After that panic, the scrub stalled -- and a second error appeared:
```
zpool status -v
pool: rpool
state: ONLINE
status: One or more devices has experienced an error resulting in data
corruption. Applications may be affected.
action: Restore the file in question if possible. Otherwise restore the
entire pool from backup.
see: https://openzfs.github.io/openzfs-docs/msg/ZFS-8000-8A
scan: scrub in progress since Sat May 8 08:11:07 2021
152G scanned at 132M/s, 1.63M issued at 1.41K/s, 172G total
0B repaired, 0.00% done, no estimated completion time
config:
NAME STATE READ WRITE CKSUM
rpool ONLINE 0 0 0
nvme0n1p7 ONLINE 0 0 0
errors: Permanent errors have been detected in the following files:
<0xeb51>:<0x0>
rpool/crypt/debian-1/home/jgoerzen/no-backup@[elided]-hourly-2021-05-07_02.17.01--2d:<0x0>
```
I have found the solution to this issue is to reboot into single-user mode and run a scrub. Sometimes it takes several scrubs, maybe even with some reboots in between, but eventually it will clear up the issue. If I reboot before scrubbing, I do not get the panic or the hung scrub.

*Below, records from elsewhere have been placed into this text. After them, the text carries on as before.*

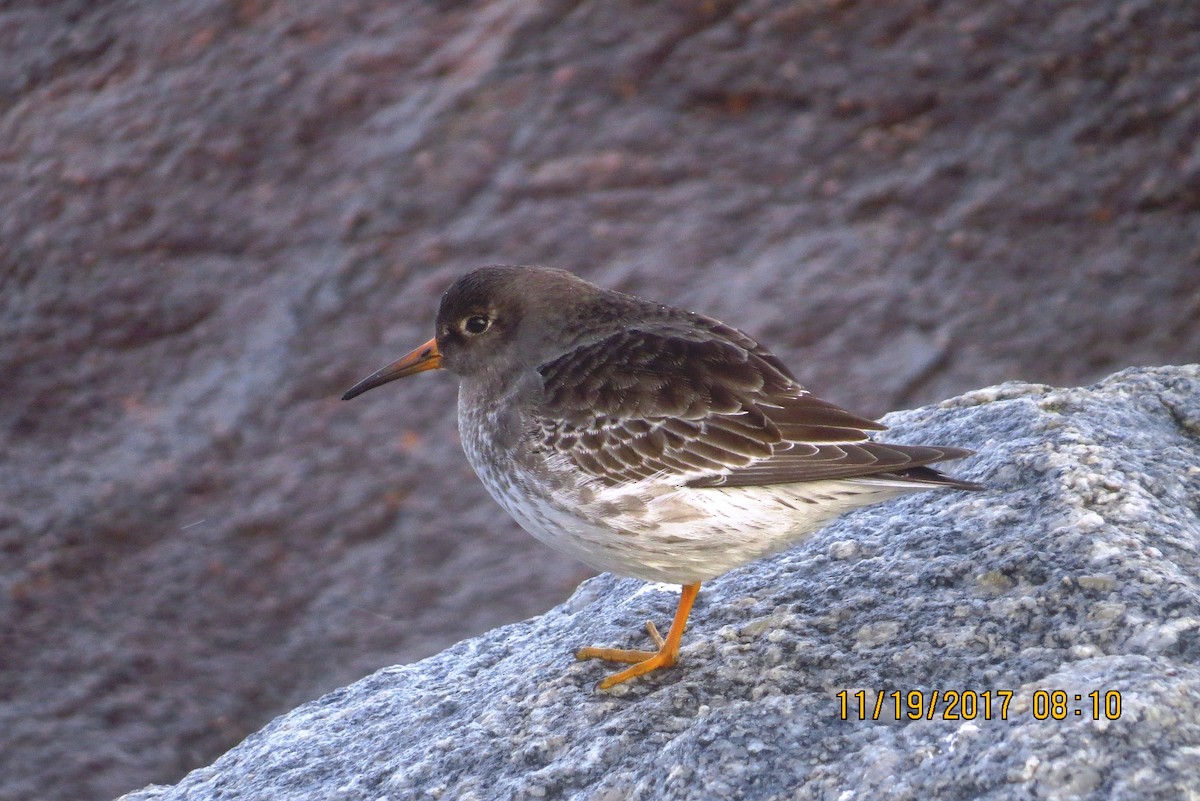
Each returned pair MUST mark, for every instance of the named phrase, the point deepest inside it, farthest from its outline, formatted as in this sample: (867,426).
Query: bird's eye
(477,324)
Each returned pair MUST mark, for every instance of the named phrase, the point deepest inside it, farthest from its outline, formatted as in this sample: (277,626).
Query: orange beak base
(420,360)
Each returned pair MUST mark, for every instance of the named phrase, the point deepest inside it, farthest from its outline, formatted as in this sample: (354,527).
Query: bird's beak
(420,360)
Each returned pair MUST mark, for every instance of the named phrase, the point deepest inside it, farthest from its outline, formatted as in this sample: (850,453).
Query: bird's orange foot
(646,661)
(643,661)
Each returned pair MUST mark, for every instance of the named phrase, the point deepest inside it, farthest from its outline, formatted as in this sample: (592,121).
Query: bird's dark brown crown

I run this same version of ZoL on two other machines, one of which runs this same kernel version. What is unique about this machine?
- It is a laptop
- It uses ZFS crypto (the others use LUKS)

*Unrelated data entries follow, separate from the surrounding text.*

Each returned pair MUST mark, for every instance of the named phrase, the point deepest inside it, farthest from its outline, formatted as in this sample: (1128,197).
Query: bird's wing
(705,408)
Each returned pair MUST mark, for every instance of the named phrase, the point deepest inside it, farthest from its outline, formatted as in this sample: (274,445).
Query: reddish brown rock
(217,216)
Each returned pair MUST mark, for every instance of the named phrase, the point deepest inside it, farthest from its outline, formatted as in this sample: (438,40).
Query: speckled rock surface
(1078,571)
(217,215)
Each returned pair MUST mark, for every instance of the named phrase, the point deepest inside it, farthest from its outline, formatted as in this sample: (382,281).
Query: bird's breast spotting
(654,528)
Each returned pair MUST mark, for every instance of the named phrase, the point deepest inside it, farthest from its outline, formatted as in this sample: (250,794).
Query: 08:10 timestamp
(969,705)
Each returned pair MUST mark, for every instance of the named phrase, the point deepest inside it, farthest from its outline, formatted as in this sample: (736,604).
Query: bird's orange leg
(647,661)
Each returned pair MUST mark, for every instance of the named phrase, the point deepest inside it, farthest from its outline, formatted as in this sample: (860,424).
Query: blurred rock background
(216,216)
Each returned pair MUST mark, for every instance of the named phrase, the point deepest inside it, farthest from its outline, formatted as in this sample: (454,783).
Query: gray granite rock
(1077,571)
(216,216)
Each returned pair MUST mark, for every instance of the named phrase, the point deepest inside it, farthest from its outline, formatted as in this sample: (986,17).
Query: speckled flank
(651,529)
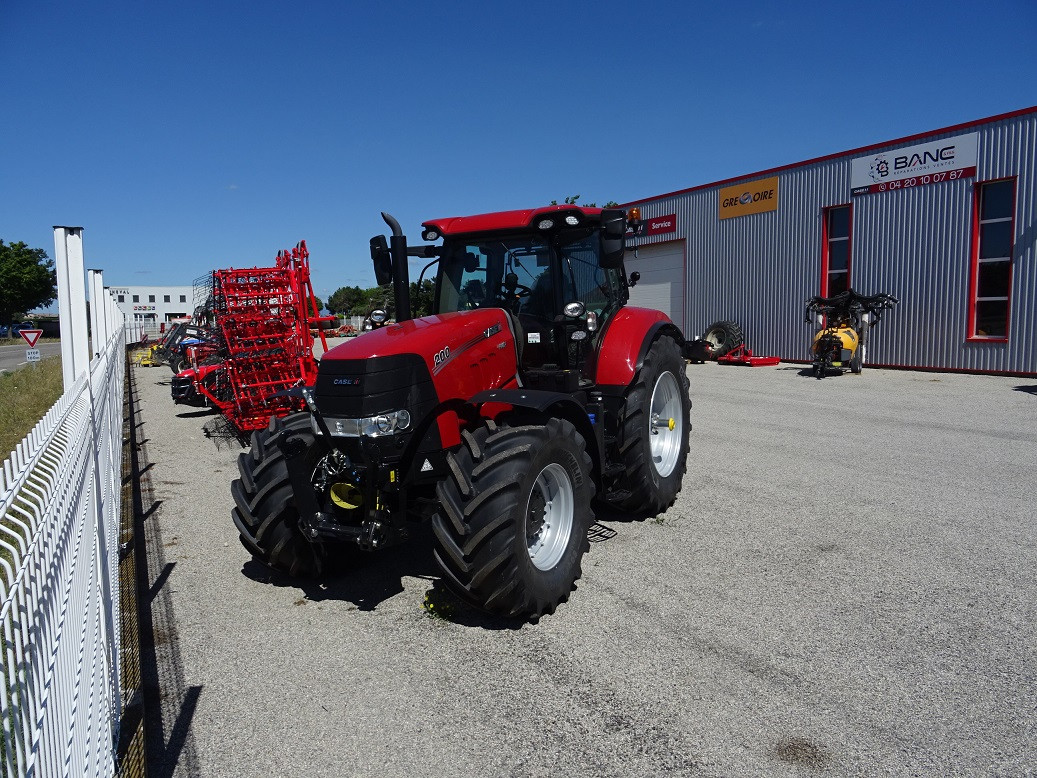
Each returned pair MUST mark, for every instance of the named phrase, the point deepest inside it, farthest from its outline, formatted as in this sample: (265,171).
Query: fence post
(99,325)
(72,303)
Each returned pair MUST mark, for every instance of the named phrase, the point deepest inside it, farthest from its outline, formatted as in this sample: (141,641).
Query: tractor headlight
(369,426)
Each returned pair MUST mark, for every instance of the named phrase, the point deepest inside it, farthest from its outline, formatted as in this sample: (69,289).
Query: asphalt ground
(845,586)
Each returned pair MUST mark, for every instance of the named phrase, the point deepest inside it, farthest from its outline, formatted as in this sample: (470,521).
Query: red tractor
(532,393)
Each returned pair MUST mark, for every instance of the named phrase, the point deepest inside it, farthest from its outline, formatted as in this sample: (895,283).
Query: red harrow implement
(262,321)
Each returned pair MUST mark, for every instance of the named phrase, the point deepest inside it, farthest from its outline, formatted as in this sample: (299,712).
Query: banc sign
(741,199)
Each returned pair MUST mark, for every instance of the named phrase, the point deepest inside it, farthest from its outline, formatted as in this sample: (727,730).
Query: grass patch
(26,395)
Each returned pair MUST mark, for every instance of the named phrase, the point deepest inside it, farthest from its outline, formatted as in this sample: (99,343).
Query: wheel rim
(666,424)
(549,517)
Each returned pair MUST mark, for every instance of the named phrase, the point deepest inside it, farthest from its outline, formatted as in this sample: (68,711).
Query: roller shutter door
(662,284)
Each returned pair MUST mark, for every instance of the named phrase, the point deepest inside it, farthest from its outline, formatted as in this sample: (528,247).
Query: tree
(27,280)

I made a significant effort to rule out hardware issues, including running several memory tests and the built-in Dell diagnostics. I believe I have rules that out.
### Describe how to reproduce the problem
I can't at will. I have to wait for a spell.
### Include any warning/errors/backtraces from the system logs
See above
### Potentially related bugs
- I already mentioned #11688 which seems similar, but a scrub doesn't immediately resolve the issue here
- A quite similar backtrace also involving `arc_buf_destroy` is in #11443. The behavior described there has some parallels to what I observe. I am uncertain from the discussion what that means for this.
- In #10697 there are some similar symptoms, but it looks like a different issue to me
9 Likes
That is fantastic news! Hope it finds its way into a release so it gets proper wide spread testing before the freeze of my daily driver distro
1 Like
Sweet! Heard about this on 2.5 admins and have been catching up on the GitHub comments. Awesome work by all of those involved.
1 Like
rdw
May 22, 2025, 6:28am
4
This is great news. I hit this error within days of upgrading from FreeNAS to TrueNAS and eventually had to revert to FreeNAS to keep the system reliable. As FreeNAS aged I tried Ubuntu before landing on Debian to get encryption options besides broken ZFS native encryption.
I never imaged it would take four full years to diagnose and fix. Hats off to the people who had the knowledge and will to reproduce the issue, diagnose, and fix it.